I was talking about the lower guide -- from where I was sitting it looked like there was contact already and may have been holding the blade away from fulling arriving on the wheel. You're in a better vantage to see exactly how they are meeting up though, if at all.

It's been a long time since I had mine apart to rebuild (when I got it used) but I do remember having to shim one wheel at the end of the day to get things to line up right. Trouble is, I can't remember if it was the top wheel or the bottom wheel on mine that needed the shim! It was about 1/4" though -- I made a very thick washer out of some UHMW and it's worked well ever since. It's tough to say if these saws ever have the same problem across the board or whether each one has its own unique quirks.

-frank


----------



## Surprman (Apr 5, 2017)

royesses said:


> Also as you use the saw the blade guide bearings will wear and cause noise and allow the blade to wander. I ordered new bearings from VXB made in Japan. The original bearings feel like they are made out of lumpy chunks of semi hard re-bar. I also removed the paint from both drive and idler wheels when I first got the saw. I use Lenox bi-metal blades. I get them when MSC has a sale going on. I added a hydraulic downfeed too. The legs are very sturdy if you make a base and bolt them to the base.
> 
> Roy



The previous owner of my saw had screwed the legs down to a large size HF furniture dolly.  It is sturdy and rolls around nicely so I left it that way.

Rick


----------



## ACHiPo (Apr 5, 2017)

francist said:


> I was talking about the lower guide -- from where I was sitting it looked like there was contact already and may have been holding the blade away from fulling arriving on the wheel. You're in a better vantage to see exactly how they are meeting up though, if at all.
> 
> It's been a long time since I had mine apart to rebuild (when I got it used) but I do remember having to shim one wheel at the end of the day to get things to line up right. Trouble is, I can't remember if it was the top wheel or the bottom wheel on mine that needed the shim! It was about 1/4" though -- I made a very thick washer out of some UHMW and it's worked well ever since. It's tough to say if these saws ever have the same problem across the board or whether each one has its own unique quirks.
> 
> -frank


Frank,
Thanks for the clarification.  I'm sure the lower support wheel is not where it should be, but I'm also sure that's not why the blade is tracking where it is on the lower wheel.  I think I'll try cutting a few things and see if things settle in better.  I also like the idea of scraping off the paint.

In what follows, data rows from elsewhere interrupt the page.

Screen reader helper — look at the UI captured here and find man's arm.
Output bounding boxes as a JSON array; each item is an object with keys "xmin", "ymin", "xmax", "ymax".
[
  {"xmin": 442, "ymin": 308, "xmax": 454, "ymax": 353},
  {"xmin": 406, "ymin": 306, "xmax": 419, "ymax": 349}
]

I knew it would be a project when I bought it, so I'm not disappointed.  I just need to get out to the shop with the set-up guides from Yahoo Groups and walk through it.

Evan


----------



## ACHiPo (Apr 5, 2017)

royesses said:


> Also as you use the saw the blade guide bearings will wear and cause noise and allow the blade to wander. I ordered new bearings from VXB made in Japan. The original bearings feel like they are made out of lumpy chunks of semi hard re-bar. I also removed the paint from both drive and idler wheels when I first got the saw. I use Lenox bi-metal blades. I get them when MSC has a sale going on. I added a hydraulic downfeed too. The legs are very sturdy if you make a base and bolt them to the base.
> 
> Roy


Roy,
Good advice.  Thanks!
Evan


----------



## ACHiPo (Apr 24, 2017)

Well, it's still not a precision machine, but it is quite serviceable after tweaking.  The blade tracks well, and cuts square and true.  The black gunk (paint?) has been removed from the wheels.  Somehow I kinked the first Starrett blade I installed, but it doesn't seem to affect cutting.  The gears seem to be quieting down a bit--I'll change the oil after running it for an hour or so to break in the gears.

The blade tension knob was broken in shipping.  I can still hold it together to tension the blade, but at some point I want to pop it off and replace it with a machined piece.


----------